新人外科医の凛子は歳も近い向日葵にどうしても感情移入してしまい、医者と患者との関係性を越えたつながりを持ってしまいます。

そうした二人に引きずられる隆治であり、ついには女性二人の勢いに押され、富士登山まで付き合うことになってしまうのです。

 

一方、隆治の指導医である佐藤玲もまた一人の女性として、付き合っている男性にプロポーズされ、ともにアメリカへ行ってくれないかとの誘いを受け悩みに悩みます。

女性医師にとって結婚は、妊娠、出産を経ることを意味し、その間医師としての仕事をあきらめることでもあります。また、その後の子育てを夫が手伝ってくれるかも不明です。

つまりは、自分の家庭を持つということは医師としての仕事をあきらめることにつながる可能性が強く、医師という仕事に情熱を燃やせば燃やすほど結婚からは遠ざかることになりかねません。

そんな女性医師としての佐藤玲の直面する問題も取り上げてあり、医師の抱える一つの側面を示してあるのです。

 

隆治個人も、研修医のころからの同期で今では耳鼻科医となっている川村に連れていかれた合コンで知り合い、後に付き合い始めたはるかという彼女のことも描かれています。

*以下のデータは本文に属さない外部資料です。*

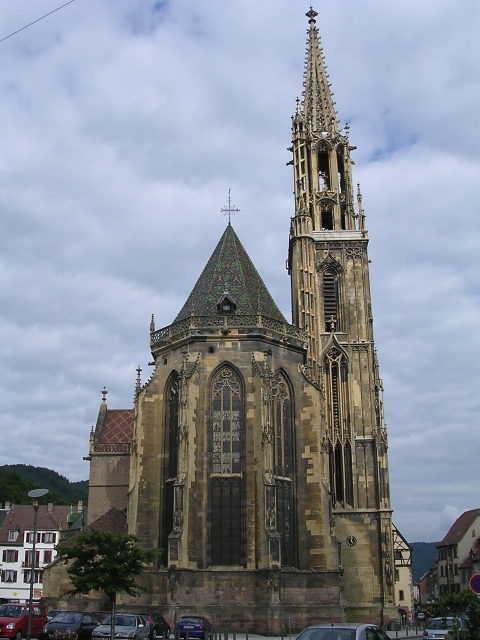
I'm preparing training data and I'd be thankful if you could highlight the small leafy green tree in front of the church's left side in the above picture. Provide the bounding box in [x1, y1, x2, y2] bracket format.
[57, 529, 160, 638]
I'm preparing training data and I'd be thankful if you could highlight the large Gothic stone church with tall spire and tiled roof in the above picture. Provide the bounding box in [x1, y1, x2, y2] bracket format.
[88, 9, 397, 633]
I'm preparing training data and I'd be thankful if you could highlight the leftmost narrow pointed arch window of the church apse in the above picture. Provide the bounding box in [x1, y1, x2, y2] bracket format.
[161, 373, 180, 566]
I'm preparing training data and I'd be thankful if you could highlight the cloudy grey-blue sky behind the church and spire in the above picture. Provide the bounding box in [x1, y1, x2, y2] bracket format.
[0, 0, 480, 542]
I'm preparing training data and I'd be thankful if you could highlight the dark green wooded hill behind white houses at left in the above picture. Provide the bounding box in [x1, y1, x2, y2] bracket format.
[0, 464, 88, 504]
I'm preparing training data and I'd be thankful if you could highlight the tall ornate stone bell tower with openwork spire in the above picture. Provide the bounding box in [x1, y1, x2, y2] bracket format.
[288, 8, 394, 619]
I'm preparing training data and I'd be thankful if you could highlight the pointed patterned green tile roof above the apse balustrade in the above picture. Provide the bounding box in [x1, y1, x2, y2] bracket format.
[174, 224, 286, 322]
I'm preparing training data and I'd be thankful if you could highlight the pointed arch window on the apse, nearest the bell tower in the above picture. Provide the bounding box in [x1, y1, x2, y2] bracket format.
[272, 373, 295, 567]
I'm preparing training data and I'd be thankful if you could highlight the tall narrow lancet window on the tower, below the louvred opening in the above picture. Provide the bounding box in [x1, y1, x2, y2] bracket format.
[324, 346, 353, 506]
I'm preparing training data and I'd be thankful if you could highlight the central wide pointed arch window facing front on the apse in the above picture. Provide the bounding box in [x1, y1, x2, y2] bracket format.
[209, 366, 245, 566]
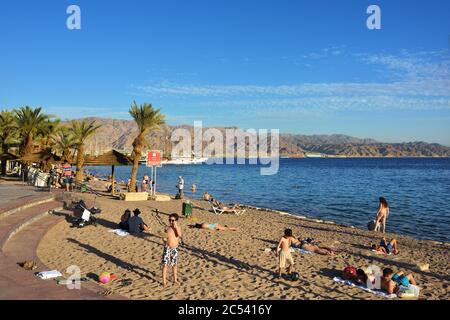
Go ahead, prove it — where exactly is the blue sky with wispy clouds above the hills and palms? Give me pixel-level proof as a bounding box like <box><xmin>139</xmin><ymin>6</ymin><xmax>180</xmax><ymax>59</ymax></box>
<box><xmin>0</xmin><ymin>0</ymin><xmax>450</xmax><ymax>145</ymax></box>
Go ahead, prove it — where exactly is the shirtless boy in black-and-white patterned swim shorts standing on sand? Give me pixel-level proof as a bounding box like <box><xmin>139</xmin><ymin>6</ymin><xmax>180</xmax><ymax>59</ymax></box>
<box><xmin>161</xmin><ymin>213</ymin><xmax>182</xmax><ymax>287</ymax></box>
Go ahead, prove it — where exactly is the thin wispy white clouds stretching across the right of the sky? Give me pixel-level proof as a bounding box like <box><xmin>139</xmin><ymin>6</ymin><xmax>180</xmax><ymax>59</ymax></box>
<box><xmin>131</xmin><ymin>47</ymin><xmax>450</xmax><ymax>111</ymax></box>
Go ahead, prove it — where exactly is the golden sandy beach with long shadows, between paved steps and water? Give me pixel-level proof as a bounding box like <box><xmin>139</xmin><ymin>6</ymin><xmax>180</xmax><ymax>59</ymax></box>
<box><xmin>38</xmin><ymin>189</ymin><xmax>450</xmax><ymax>300</ymax></box>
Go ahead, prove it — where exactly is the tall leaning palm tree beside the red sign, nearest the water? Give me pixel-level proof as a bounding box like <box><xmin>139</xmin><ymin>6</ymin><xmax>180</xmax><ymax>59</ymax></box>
<box><xmin>129</xmin><ymin>101</ymin><xmax>165</xmax><ymax>192</ymax></box>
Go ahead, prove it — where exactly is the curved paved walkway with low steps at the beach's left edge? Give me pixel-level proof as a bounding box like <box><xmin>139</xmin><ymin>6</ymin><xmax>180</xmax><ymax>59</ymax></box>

この女性と交際する姿は、医者全般に普遍化するわけにはいかないでしょうが、それでも緊急の呼び出しなどは同じでしょう。

 

本書『走れ外科医 泣くな研修医3』は、医者の物語であり、当然のことながらいろいろな患者の様子が描かれています。

でも、常連さんという高齢のお婆さんや常に横柄な態度で人を見下す態度しか取れない議員など、そうした患者の描き方はステレオタイプとも言えそうです。

しかしながら、外科医の現場の仕事の描写となるとさすがにリアリティに富んだ描写が続きます。

本シリーズが今後も続くことを期待したいものです。